August 15, 2018
Mr. Robert W. Errett
Securities and Exchange Commission 100 F. Street, N.E.
Washington, DC 20549-1090
Re: File No. SR-FINRA-2018-026 (Arbitrator Honoraria)
Dear Mr. Errett:
I write on behalf of the Public Investors Arbitration Bar Association (“PIABA”), an international, not-for profit, voluntary bar association that consists of attorneys who represent investors in securities and commodities arbitration proceedings. Since its formation in 1990, PIABA’s mission has been to promote the interests of the public investor in arbitration by, amongst other things, seeking to protect such investors from abuses in the arbitration process, seeking to make the arbitration process as just and fair as possible, and advocating for public education related to investment fraud and industry misconduct.
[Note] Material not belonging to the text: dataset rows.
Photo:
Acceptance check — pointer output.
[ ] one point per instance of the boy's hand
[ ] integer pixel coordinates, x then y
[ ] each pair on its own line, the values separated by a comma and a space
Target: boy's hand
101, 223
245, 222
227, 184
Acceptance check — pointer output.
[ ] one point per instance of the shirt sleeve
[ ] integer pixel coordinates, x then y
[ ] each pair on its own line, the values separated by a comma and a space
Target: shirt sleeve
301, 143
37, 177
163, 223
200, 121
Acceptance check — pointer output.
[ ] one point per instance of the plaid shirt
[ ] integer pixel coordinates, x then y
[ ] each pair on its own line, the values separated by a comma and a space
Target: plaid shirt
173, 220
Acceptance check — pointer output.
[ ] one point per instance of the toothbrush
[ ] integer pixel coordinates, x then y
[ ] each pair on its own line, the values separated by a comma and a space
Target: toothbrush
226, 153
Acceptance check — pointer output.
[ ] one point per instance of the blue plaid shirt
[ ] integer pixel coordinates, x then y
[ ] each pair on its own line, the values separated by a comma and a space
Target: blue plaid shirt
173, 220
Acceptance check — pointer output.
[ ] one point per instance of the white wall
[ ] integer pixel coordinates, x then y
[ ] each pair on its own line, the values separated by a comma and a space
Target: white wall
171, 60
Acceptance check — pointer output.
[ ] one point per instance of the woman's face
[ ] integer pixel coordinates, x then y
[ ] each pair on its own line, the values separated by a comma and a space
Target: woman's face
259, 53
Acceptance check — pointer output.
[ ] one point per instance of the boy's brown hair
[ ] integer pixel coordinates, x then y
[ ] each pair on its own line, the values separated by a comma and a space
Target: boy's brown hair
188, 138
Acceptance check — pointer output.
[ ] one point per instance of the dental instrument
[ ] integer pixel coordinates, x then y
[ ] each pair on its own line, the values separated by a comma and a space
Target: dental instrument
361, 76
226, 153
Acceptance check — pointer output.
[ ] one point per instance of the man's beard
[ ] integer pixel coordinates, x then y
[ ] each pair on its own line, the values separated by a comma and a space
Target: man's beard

Our members and their clients have a fundamental interest in the rules promulgated by the Financial Industry Regulatory Authority (“FINRA”) that govern the sales practices of brokers.
FINRA seeks comment on a proposed rule change that would amend Rules 12214 and 13214, which govern the honoraria paid to arbitrators for deciding contested motions for issuance of non-party subpoenas and orders to produce records or for appearances of witnesses. Under the current scheme, FINRA arbitrators who decide motions for orders to produce without holding a hearing session receive an honorarium of $200 per motion, whether or not the request is opposed (i.e., there is no cap and arbitrators receive an honorarium for each motion decided). Yet, under the current rule 12214(d), each arbitrator who decides one or more contested subpoenas without a hearing session receives a one-time honorarium of $250 during the life of the arbitration case - effectively capping FINRA’s payment of honoraria in connection with such motions at $750 per case. Thus, there is a cap for fees paid related to contested motions for orders to produce, when arbitrators are asked to read and consider what can be voluminous pleadings, but there is no cap when arbitrators are asked to rule upon short, uncontested pleadings.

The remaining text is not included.